With Covid-19 hospitalisation rates at a much lower level now than they were earlier in the pandemic, infection control protocols have been adjusted to prioritise pre-pandemic infection risks. “For the most part, the policies that we have [now] are not based on the underlying state of the patient as much as on our knowledge of the specific infection,” Dr Babcock says. Like any rule, there are exceptions to this one; patients that are immunocompromised, for instance, may take longer to clear an infection and need to be put in isolation. “In general, we’re focusing on how the infection is transmitted and how we can interrupt that transmission,” adds Babcock. Moving forward, Susky says, some tools will remain the same.

Hand hygiene, she points out, will always be the best way to prevent the spread of infections. But infection prevention and control are intrinsically evolving fields. “IPAC methods will always be changing as they are science-based, which is iterative.
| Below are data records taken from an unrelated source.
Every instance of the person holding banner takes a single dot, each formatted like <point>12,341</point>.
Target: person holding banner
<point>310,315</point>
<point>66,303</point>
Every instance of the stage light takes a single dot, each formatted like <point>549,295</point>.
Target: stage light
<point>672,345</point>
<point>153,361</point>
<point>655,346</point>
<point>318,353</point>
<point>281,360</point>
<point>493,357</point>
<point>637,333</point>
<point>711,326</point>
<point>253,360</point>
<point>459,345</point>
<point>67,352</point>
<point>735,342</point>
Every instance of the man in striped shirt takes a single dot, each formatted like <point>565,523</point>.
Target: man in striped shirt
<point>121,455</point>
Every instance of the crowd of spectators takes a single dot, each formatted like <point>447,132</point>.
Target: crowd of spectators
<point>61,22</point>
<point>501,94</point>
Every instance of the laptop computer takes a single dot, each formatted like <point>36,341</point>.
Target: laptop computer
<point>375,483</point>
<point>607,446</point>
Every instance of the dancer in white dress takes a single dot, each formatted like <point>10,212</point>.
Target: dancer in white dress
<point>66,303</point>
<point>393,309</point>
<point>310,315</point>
As new information and discoveries are made, IPAC measures will change to reflect that. We all witnessed those changes throughout the Covid-19 pandemic.”

Experts are constantly conducting research on infectious diseases, prevention and treatments. The Covid-19 vaccine is a result of that research. But novel infectious diseases and the further development of antibiotic resistance are an everlooming threat. There’s also the fact that infection control is not a perfect science. “The goal in infection control is to consider all infections as preventable,” says Susky. “However, there may be infections that could have been prevented in theory, but are not preventable in real life.” This is especially true when healthcare systems are dealing with challenges apparent prior to the pandemic, as well as those directly caused by it.

“The goal in infection control is to consider all infections as preventable. However, there may be infections that could have been prevented in theory, but aren’t in real life.” Erica Susky

“Big picture issues that are a challenge include shortages of infectious disease physicians across the country and that they are not evenly distributed,” says Babcock. “There are rural areas that may not have an infectious disease physician within hundreds of miles. That’s a challenge for hospitals that are working on infection prevention programmes.” On a lighter note, with hospitals now able to focus on more than just Covid-19, infection control practitioners like Babcock and Susky are able to turn their attention back to preventing other infections – working with staff to ingrain good practices and reliably incorporate them into the hospital workflow. “I think overall,” finishes Babcock, “things are starting to turn back in the right direction.”